The following is a summary of “Effects of zinc sulfate on schizophrenia symptoms in patients undergoing atypical antipsychotic pharmacotherapy,” published in the December 2022 issue of Primary care by Behrouzian, et al.

The neurological system can be negatively impacted by zinc (Zn) deficiency, which can result in cognitive difficulties. For a study, researchers sought to ascertain how Zn sulfate affected the disappearance of schizophrenia symptoms.

Double-blind intervention research was undertaken for the study in 2020. The participants’ demographic data and PANSS and HAM-D questionnaires were completed. The patients were divided into two groups of equal size (n = 44). Every eight hours, the patients received 220 mg zinc sulfate capsules; the placebo was given to the control group. Last but not least, the software was used to compare the data from the two groups.
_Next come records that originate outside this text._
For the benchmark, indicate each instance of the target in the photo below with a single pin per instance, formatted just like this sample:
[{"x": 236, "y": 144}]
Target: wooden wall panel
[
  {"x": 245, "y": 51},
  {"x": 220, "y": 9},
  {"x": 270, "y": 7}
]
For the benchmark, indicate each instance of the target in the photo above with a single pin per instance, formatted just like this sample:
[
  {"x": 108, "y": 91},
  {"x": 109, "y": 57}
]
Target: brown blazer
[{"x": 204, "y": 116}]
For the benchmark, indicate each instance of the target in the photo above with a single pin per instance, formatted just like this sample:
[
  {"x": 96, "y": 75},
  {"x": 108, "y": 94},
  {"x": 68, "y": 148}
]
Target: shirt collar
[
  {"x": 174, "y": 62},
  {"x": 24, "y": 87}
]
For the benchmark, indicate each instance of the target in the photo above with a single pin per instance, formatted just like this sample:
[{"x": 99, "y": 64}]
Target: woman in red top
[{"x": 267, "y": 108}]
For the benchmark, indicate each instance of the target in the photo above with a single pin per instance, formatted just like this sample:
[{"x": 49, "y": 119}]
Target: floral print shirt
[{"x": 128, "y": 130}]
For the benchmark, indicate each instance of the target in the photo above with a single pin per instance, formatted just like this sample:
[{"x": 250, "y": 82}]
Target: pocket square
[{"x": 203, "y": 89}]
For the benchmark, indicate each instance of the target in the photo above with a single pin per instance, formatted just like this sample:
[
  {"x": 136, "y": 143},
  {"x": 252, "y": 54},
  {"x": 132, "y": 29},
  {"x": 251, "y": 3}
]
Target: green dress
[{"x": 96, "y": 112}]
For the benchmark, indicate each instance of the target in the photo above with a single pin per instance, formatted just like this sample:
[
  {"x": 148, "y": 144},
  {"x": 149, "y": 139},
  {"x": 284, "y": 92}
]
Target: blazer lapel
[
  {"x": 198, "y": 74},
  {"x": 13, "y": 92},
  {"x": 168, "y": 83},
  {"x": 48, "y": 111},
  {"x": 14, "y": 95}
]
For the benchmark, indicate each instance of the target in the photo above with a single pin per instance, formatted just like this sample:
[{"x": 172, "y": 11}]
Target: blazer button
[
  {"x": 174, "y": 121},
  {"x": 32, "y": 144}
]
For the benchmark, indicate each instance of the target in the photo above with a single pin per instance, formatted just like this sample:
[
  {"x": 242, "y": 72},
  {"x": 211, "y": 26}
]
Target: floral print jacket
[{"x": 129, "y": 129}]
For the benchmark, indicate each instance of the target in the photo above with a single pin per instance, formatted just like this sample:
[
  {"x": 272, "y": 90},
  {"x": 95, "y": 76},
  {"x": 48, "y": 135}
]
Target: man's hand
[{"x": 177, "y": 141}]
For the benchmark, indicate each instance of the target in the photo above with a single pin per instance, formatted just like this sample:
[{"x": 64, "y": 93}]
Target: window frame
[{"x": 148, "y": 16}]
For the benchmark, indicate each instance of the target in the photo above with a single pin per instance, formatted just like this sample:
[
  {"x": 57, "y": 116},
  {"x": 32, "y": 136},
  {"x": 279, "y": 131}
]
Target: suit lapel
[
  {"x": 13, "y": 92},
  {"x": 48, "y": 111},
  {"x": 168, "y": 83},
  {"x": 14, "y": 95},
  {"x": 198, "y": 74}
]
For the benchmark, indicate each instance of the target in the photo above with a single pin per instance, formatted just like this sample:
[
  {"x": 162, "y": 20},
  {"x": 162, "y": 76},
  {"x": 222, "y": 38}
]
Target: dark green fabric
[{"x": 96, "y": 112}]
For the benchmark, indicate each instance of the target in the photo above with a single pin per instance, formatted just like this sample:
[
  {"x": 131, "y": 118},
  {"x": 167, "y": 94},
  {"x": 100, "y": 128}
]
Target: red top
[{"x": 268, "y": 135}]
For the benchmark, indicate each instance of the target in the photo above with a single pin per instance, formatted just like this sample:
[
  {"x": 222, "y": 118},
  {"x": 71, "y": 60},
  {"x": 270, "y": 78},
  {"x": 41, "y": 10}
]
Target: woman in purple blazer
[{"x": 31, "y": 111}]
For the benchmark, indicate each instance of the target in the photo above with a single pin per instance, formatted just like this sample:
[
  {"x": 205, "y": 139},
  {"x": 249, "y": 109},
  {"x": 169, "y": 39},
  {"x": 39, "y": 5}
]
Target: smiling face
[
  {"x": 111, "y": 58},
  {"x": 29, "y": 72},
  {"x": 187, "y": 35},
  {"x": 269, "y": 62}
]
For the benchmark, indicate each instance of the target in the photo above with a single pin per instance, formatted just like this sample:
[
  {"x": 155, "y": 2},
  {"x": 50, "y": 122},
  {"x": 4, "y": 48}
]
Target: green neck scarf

Regarding the 88 participants’ age (P = 0.607), gender (P = 0.792), employment (P = 0.596), income (P = 0.293), sickness duration (P = 0.965), and education (P = 0.281), there were no significant differences. Before the intervention, there was no significant statistical difference between the two groups for positive symptoms (P = 0.426), negative symptoms (P = 0.891), or psychopathologic symptoms (P = 0.100). Positive symptoms did, however, significantly differ between the groups after the second week (P = 0.029), with the experimental group experiencing much fewer of them. Positive (P = 0.005), negative (P = 0.036), and psychopathological (P = 0.002) symptoms in both groups were significantly different in the fourth week after therapy (P = 0.002). Also, by the sixth week, the experimental group had significantly fewer positive (P = 0.007), negative (P = 0.002), and psychopathological (P = 0.008) symptoms than the control group.

The results of the investigation showed that zinc sulfate helped the patients’ symptoms of schizophrenia.